Pode ser injusta a regra do ne bis in idem na situação relatada no filme, mas, em geral, como lembra Jorge Coutinho Paschoal, “tal opção legislativa teve por fim resguardar a segurança jurídica do cidadão, uma vez que a paz e sossego das pessoas necessitam da firmeza do julgado proferido, sendo que, ao se admitir a rescisão de sentenças favoráveis ao indivíduo, isso pode levar a uma situação de tamanho temor e de tal insegurança jurídica não condizente com um Estado que se pretenda de Direito, arrastando-se as angústias do cidadão processado e julgado por período indeterminado, situação que, por certo, cabe à Justiça repelir.”[7]

Ou, como diz Donald Eric Burton, “sem proteção contra a dupla incriminação, a capacidade do réu de conduzir sua vida seria impedida pelo medo de nova exposição à vergonha, ao custo e ao suplício do processo. Assim, a garantia protege o interesse do acusado à tranquilidade, ou seu interesse em poder, de uma vez por todas, concluir seu confronto com a sociedade.”


[1] De acordo com Eric Grossi Morato, o termo morte encefálica surgiu no final da década de 50, inicialmente descrita coma depasée. A realização do primeiro transplante cardíaco na África do Sul, em 1967, destacou a necessidade de critérios mais específicos para a determinação do coma irreversível e, assim, de quais pacientes poderiam doar órgãos. A Faculdade de Medicina de Harvard, em 1968, organizou um comitê composto de 11 profissionais, sendo sete médicos, um biólogo, um historiador, um jurista e um sociólogo, para definir critérios que permitissem conceituar o estado de coma irreversível, que incluíam coma sem resposta, ausência de movimentos,  de respiração, de reflexos do tronco cerebral associado a EEG isoelétrico. O Royal College of Medicine da Grã-Bretanha introduziu, em 1976, o teste da apneia como tentativa de padronizar e especificar alguns dos critérios já utilizados desde 1968 e também introduziu a opção de se utilizarem outros exames complementares além do eletroencefalograma. O conceito de que a lesão completa do tronco cerebral era incompatível com a vida foi determinado nessa revisão. A presença de reflexos medulares, observados em 20 a 70% dos pacientes, não foi considerada inviabilizadora do diagnóstico de morte encefálica. Os critérios atuais de morte encefálica são mundialmente aceitos e respaldados por leis específicas (Morte encefálica: conceitos essenciais, diagnóstico e atualização. Revista Médica de Minas Gerais, vol. 19.3, p. 227-236, Jun/Ago, 2009).

[2]  Lei nº 9.434, de 4 de fevereiro de 1997.
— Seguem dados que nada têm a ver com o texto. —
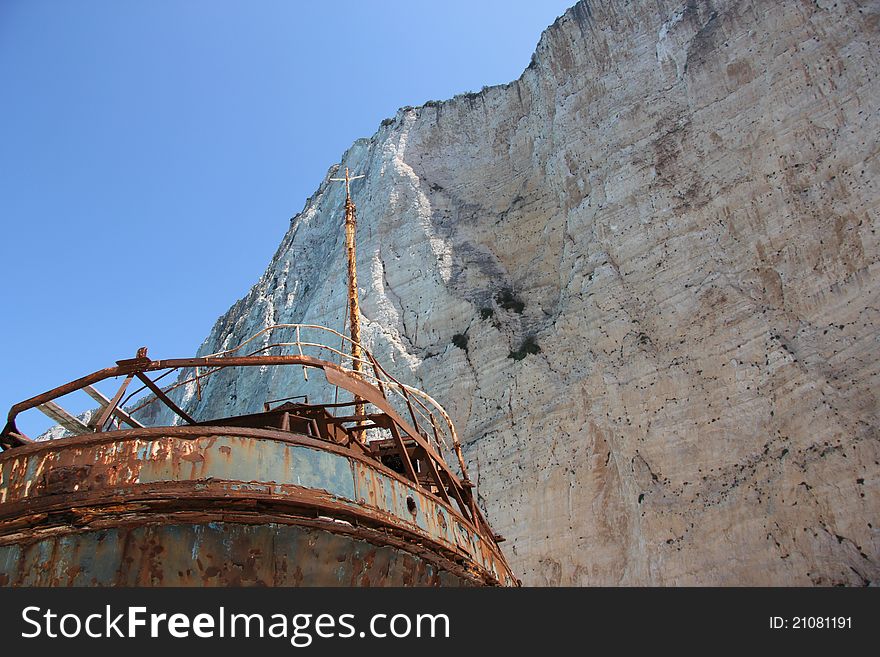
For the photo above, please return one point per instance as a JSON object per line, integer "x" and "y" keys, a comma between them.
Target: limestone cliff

[3] Vale observar que morte encefálica não é o mesmo que morte cortical, pois nesta há unicamente o comprometimento da vida de relação, permanecendo reguladas pelo tronco cerebral a respiração e a circulação, sem a necessária ajuda de meios artificiais.

[4] Resolução 1.480/97, atualizada pela Resolução 2.173/17. Envolve uma série de procedimentos e exames clínicos por dois médicos que não participem das equipes de remoção e de transplante, tenham experiências mínimas de um ano no atendimento de pacientes em coma e dez diagnósticos de morte encefálica, especializados em medicina intensiva, neurologia, neurocirurgia ou medicina de emergência.

[5] Dentre as principais causas da morte encefálica, físicas ou patológicas, destacam-se o traumatismo craniano provocado por agressões na cabeça, o edema cerebral, o aumento da pressão intracraniana decorrente de doenças ou traumas, a parada cardiorrespiratória por vento patológico, falta de oxigênio no cérebro, acidente vascular cerebral interrompe a irrigação do cérebro pelo sangue, tumores cerebrais e overdose de medicamentos ou drogas ilícitas. Em todas essas causas da morte cerebral, uma grave agressão ao encéfalo paralisante das atividades vitais do paciente é o denominador comum.

[6] Art. 8º, 4.

[7] Ninguém pode ser julgado duas (ou mais) vezes pelo mesmo fato, https://emporiododireito.com.br/leitura/ninguem-pode-ser-julgado-duas-ou-mais-vezes-pelo-mesmo-fato

[8] Um olhar mais atento sobre a Suprema Corte e a cláusula de dupla incriminação. Jornal de Direito do Estado de Ohio,Columbus, v. 49, n. 3, 1988, p. 803.